Reste qu'un "master" ne donne pas d'ordre à un franchisé technicien, tous deux étant des salariés travaillant de conserve, de telle sorte que le lien de subordination que le conseil de M. Lefez tente d'accréditer est rompu à sa base sans pouvoir jamais remonter jusqu'au sommet.

S'agissant de rendre compte des prospections auprès du franchiseur, cette demande du codirecteur Claude Baillon excède les obligations faites au franchisé, le contrat de franchise étant sur ce point muet, mais elle ne peut à elle seule caractériser l'existence d'un lien de subordination, ce d'autant que ce courriel précise : " Quand on vous demande de nous faire parvenir vos fichiers de prospection ce n'est pas pour vous contraindre à quoi que ce soit mais juste pour nous assurer un développement conforme à nos perspectives... ", cette formulation étant exclusive d'un ordre pouvant être suivi d'une sanction en cas de non-respect.

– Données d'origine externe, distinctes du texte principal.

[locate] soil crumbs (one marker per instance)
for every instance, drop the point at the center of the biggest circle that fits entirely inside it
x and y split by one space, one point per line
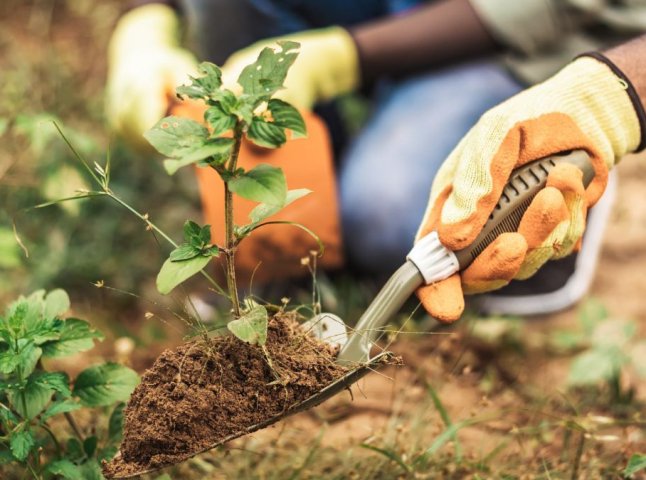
198 394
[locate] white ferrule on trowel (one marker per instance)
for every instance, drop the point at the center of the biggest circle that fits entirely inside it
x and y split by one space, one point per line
433 260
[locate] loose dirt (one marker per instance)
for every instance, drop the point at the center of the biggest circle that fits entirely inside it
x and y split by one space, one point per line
199 393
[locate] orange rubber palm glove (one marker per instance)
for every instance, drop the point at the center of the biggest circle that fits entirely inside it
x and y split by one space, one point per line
585 106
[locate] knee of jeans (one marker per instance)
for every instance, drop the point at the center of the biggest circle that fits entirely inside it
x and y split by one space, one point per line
375 231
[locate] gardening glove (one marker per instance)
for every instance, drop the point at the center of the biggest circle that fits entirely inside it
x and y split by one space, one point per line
327 66
587 106
145 64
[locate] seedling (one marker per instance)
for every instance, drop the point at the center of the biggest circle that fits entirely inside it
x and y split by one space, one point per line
229 117
32 398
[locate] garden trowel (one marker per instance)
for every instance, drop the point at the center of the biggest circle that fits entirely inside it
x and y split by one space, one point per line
428 262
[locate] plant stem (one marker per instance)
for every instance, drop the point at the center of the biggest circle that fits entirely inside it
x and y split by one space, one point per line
73 425
154 227
230 246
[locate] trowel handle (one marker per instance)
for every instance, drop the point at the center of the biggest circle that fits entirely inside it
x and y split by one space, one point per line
435 262
429 261
523 185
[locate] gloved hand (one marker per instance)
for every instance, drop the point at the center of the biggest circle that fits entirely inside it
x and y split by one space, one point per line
327 66
145 65
584 106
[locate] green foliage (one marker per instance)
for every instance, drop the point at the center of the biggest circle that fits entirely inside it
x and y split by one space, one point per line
263 120
188 258
252 326
263 183
606 346
102 385
31 329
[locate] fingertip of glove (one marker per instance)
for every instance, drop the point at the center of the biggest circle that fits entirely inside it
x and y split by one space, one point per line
443 300
566 177
499 262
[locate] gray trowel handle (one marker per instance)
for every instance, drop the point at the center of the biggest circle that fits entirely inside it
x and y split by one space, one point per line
429 261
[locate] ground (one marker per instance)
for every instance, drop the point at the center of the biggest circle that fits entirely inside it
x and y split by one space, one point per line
486 398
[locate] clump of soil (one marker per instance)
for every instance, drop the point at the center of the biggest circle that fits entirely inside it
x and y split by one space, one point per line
200 393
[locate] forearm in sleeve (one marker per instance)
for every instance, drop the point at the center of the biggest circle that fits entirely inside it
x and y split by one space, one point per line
443 32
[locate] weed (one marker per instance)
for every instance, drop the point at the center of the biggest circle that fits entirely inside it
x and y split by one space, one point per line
32 398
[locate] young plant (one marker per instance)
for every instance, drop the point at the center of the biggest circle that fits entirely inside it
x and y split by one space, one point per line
34 402
608 346
229 117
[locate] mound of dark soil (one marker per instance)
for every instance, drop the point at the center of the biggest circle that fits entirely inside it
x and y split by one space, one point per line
200 393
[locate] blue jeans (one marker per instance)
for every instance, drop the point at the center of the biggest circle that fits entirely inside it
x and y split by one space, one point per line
386 173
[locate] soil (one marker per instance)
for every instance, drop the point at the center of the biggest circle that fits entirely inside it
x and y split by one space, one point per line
199 394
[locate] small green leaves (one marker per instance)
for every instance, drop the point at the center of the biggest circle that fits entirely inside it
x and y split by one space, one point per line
75 336
105 384
21 444
219 120
174 273
263 183
186 142
252 326
188 258
62 406
286 116
265 133
205 86
267 74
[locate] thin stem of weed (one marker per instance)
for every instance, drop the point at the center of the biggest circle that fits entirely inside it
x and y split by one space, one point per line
230 246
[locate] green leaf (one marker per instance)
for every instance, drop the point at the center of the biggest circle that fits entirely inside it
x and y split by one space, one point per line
6 456
57 302
65 469
636 464
21 444
219 120
9 361
57 381
174 273
115 423
205 86
286 116
105 384
252 326
177 137
266 134
7 415
267 74
28 357
76 336
186 141
191 230
264 183
74 450
264 210
595 365
219 148
31 400
184 252
61 406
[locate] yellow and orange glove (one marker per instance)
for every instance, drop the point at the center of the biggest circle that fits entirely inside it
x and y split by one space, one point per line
145 65
327 66
585 106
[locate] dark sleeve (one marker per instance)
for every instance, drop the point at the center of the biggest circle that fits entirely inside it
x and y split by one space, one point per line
441 33
171 3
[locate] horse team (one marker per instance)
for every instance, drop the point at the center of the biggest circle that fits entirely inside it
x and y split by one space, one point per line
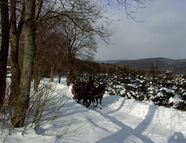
88 93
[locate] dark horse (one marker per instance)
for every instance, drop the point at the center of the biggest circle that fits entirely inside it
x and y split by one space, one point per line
98 94
88 93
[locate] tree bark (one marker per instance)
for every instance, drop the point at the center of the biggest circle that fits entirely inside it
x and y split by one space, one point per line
26 71
4 48
14 56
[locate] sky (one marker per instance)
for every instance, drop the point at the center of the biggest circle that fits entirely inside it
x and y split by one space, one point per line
159 32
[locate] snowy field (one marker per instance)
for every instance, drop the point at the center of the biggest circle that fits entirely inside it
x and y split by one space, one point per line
119 121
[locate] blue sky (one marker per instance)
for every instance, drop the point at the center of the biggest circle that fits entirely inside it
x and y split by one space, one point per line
161 34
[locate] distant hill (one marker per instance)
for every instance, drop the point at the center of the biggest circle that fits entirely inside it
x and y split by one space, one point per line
178 65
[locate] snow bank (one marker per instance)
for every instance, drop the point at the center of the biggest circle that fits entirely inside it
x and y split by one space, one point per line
120 120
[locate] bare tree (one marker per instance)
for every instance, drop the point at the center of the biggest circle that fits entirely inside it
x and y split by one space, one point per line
4 48
28 56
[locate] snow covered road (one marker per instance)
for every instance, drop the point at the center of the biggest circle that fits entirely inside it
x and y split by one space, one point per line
119 121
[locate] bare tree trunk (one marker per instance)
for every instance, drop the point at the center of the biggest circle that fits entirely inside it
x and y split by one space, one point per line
4 48
15 36
26 72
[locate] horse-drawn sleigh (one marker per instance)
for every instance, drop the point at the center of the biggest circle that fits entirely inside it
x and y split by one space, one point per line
88 93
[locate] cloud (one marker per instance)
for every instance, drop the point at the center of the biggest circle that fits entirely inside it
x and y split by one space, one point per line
161 35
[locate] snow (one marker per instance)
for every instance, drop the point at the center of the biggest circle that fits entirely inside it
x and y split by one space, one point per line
119 121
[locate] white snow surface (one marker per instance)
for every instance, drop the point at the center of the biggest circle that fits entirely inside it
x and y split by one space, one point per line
119 121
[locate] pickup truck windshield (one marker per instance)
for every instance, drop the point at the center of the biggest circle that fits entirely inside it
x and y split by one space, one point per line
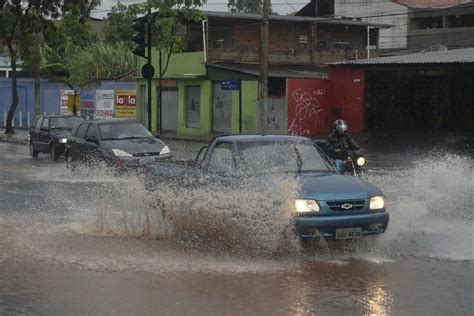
127 130
282 157
65 122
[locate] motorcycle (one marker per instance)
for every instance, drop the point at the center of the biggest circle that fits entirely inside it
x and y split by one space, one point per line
354 162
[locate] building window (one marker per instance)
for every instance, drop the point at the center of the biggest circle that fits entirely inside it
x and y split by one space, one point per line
193 106
342 45
304 41
276 87
217 43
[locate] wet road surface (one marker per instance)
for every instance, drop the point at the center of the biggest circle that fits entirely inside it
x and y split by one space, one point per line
77 243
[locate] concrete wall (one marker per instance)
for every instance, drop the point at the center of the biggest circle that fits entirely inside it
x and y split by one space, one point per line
395 37
451 37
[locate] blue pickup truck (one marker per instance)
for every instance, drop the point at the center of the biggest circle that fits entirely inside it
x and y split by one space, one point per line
329 204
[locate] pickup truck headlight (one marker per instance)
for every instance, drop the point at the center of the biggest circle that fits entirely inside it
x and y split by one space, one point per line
165 150
377 202
305 206
121 153
361 161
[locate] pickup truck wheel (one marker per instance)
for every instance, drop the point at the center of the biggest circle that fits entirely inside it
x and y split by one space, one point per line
33 152
52 152
70 164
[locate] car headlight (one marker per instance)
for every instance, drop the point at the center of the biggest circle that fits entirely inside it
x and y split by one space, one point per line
305 206
165 150
377 202
121 153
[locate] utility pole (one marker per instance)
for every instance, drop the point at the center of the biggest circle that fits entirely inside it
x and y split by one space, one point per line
149 63
315 33
264 67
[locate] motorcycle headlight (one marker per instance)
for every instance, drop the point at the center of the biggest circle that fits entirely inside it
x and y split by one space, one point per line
305 206
121 153
165 150
377 202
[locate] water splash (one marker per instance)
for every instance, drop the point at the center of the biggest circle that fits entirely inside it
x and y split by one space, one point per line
430 205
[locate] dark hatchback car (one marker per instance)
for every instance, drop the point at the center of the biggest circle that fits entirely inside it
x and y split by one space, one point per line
120 143
49 134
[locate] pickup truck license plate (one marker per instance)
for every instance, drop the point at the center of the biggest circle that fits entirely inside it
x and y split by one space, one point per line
348 233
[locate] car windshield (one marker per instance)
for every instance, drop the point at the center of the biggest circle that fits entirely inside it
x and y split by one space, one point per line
282 157
123 130
65 122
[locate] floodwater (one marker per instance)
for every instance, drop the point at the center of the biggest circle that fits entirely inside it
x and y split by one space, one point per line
93 243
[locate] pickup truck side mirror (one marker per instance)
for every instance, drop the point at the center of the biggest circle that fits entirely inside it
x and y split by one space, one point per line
201 154
92 139
340 165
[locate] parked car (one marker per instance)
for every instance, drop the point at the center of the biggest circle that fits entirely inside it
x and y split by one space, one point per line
329 203
49 134
120 143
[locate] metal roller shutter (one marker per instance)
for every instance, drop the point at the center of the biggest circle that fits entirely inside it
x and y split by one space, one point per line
193 106
169 99
221 109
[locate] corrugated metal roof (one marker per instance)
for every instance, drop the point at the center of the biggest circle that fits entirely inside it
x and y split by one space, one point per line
294 19
280 71
430 4
465 55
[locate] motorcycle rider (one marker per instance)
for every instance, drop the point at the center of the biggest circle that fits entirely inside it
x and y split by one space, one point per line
340 144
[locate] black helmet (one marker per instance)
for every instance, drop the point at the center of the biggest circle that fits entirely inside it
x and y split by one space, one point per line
340 126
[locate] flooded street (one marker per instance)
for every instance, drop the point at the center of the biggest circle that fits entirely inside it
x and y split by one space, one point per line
87 242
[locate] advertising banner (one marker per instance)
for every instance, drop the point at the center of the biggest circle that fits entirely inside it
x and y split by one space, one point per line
104 104
64 93
125 104
88 102
70 103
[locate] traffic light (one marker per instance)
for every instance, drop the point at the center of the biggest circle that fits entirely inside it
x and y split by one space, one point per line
139 38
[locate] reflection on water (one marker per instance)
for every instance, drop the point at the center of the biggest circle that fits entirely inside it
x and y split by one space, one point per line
212 258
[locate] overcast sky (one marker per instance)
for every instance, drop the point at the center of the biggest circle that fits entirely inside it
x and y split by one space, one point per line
280 6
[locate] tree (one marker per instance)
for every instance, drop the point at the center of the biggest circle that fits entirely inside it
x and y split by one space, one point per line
246 6
17 20
118 25
81 67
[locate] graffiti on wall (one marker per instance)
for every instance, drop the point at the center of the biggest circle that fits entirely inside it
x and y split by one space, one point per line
306 108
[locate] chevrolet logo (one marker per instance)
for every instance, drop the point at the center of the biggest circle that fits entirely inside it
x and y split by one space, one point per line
346 206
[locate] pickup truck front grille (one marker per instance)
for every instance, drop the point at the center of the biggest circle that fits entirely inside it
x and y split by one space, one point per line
146 154
342 206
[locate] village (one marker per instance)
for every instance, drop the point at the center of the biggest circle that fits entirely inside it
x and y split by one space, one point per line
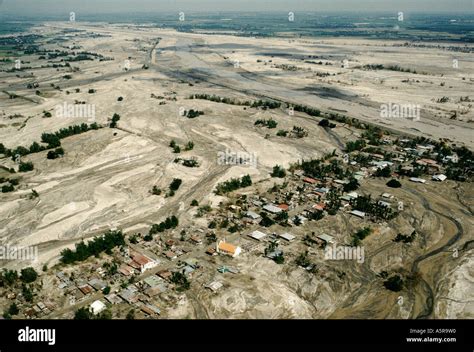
139 276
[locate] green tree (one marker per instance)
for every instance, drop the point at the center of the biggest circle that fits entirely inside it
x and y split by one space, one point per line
82 314
13 309
28 275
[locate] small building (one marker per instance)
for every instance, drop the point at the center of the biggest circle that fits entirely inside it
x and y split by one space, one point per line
417 180
195 239
153 281
327 239
97 284
286 236
252 215
85 289
144 262
439 178
257 235
214 286
276 253
113 298
170 255
211 251
384 204
272 209
358 213
97 307
129 295
310 180
228 249
150 309
126 270
192 262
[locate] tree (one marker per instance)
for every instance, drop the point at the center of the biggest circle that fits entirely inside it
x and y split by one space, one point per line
13 309
105 315
82 314
130 314
27 293
279 258
25 167
384 172
28 275
352 185
115 119
278 171
156 191
180 280
175 184
190 145
394 184
9 277
394 283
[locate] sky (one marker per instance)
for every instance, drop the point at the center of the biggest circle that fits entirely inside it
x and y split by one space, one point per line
28 7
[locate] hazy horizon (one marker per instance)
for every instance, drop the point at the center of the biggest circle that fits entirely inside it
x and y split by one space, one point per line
53 7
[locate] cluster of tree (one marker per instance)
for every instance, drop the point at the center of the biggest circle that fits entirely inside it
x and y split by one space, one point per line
169 223
394 183
303 260
104 243
355 145
405 238
115 119
299 132
326 123
374 67
266 221
271 248
308 110
333 204
383 172
360 235
266 104
10 186
84 313
319 168
10 277
231 101
278 171
233 184
180 280
352 185
54 154
394 283
177 148
373 208
53 140
316 215
175 184
266 123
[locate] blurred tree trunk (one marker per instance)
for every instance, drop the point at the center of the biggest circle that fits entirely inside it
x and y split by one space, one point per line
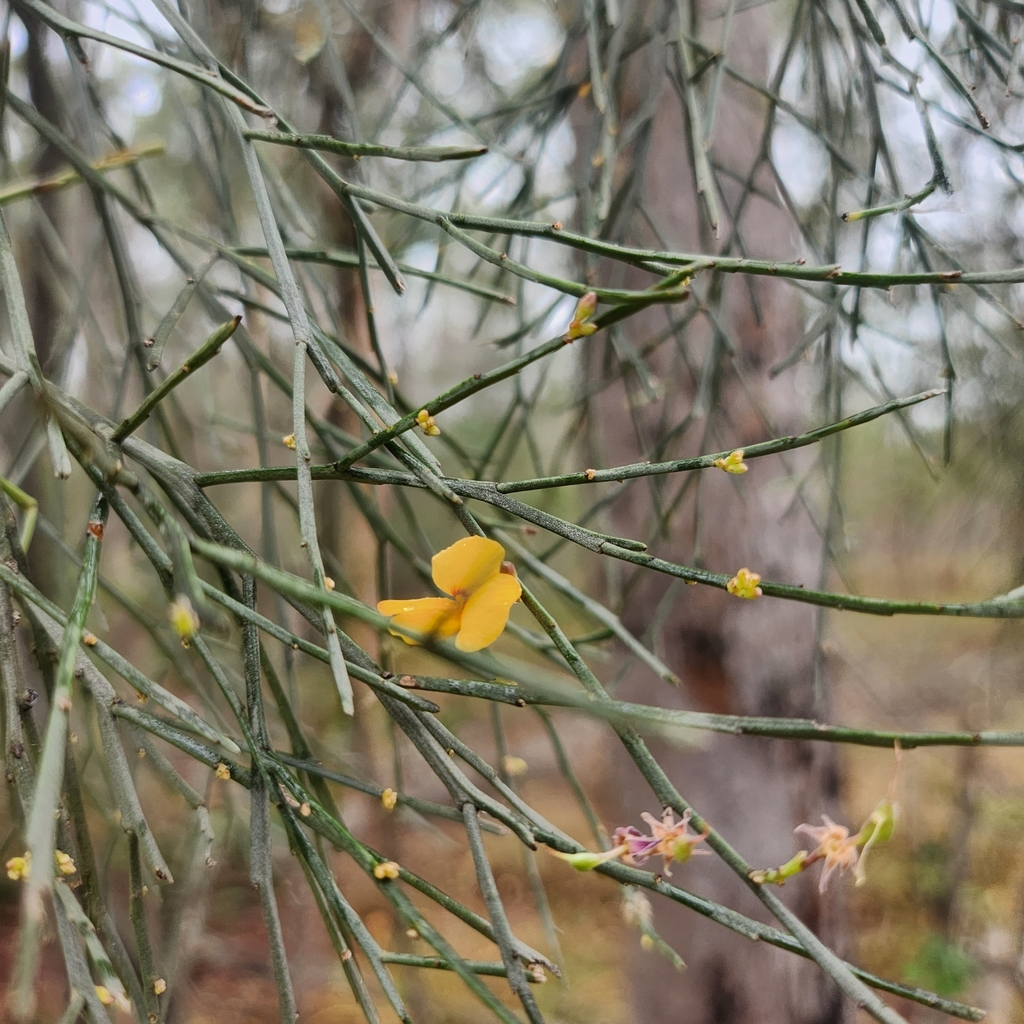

Plus généralement, l'obligation faite au franchisé de travailler en équipe avec le réseau des autres franchisés techniciens et les franchisés " masters " ne relevait pas de l'exécution d'un contrat de travail mais, comme le stipulait l'article 8.2 de la convention ayant lié les parties, s'inscrivait dans le cadre d'un contrat conclu " entre commerçants indépendants, gardant l'entière responsabilité de leurs activités commerciales et autres ".

En effet, la synergie voulue par les inventeurs du procédé commercialisé sous la marque Accleaner suppose une interaction de chaque partenaire pour éviter de doublonner dans la recherche des prospects, tout en assurant à chacun le soutien de tous comme l'écrivait M. Baillon dans son courriel daté du 24 novembre 2011, la cour cite : " Le réseau et les Masters sont vos alliés et non vos concurrents, sachez vous en servir ".

Si M. Lefez, pour des raisons qui lui appartiennent, n'a plus souhaité être un acteur au sein de cette organisation contraignante, bien que libérale, il doit assumer les conséquences de son choix.

Il appartiendra, éventuellement, à une juridiction distincte d'un conseil de prud'hommes d'apprécier si le franchiseur a ou n'a pas outrepassé ses pouvoirs dans le cadre de l'exécution du contrat de franchise ayant lié les parties.

Pour ces motifs, et ceux non contraires des premiers juges, la cour confirmera le jugement déféré à sa censure.

Sur les fins de l'appel incident, M. Lefez n'a pas outrepassé la mesure du droit supranational d'un plaideur à être entendu en sa cause par un tribunal, en conséquence de quoi sa présente action en justice ne sera pas jugée abusive.

Cet appelant supportera les entiers dépens.

Par ces motifs LA COUR, statuant par arrêt contradictoire prononcé publiquement par mise à disposition au greffe de la cour, les parties ayant été préalablement avisées dans les conditions prévues par l'article 450 du Code de procédure civile, Confirme le jugement, Rejette l'appel incident, Condamne l'appelant aux entiers dépens, Vu l'article 700 du Code de procédure civile, condamne M. Lefez à verser 1 800 euro à la société Accleaner.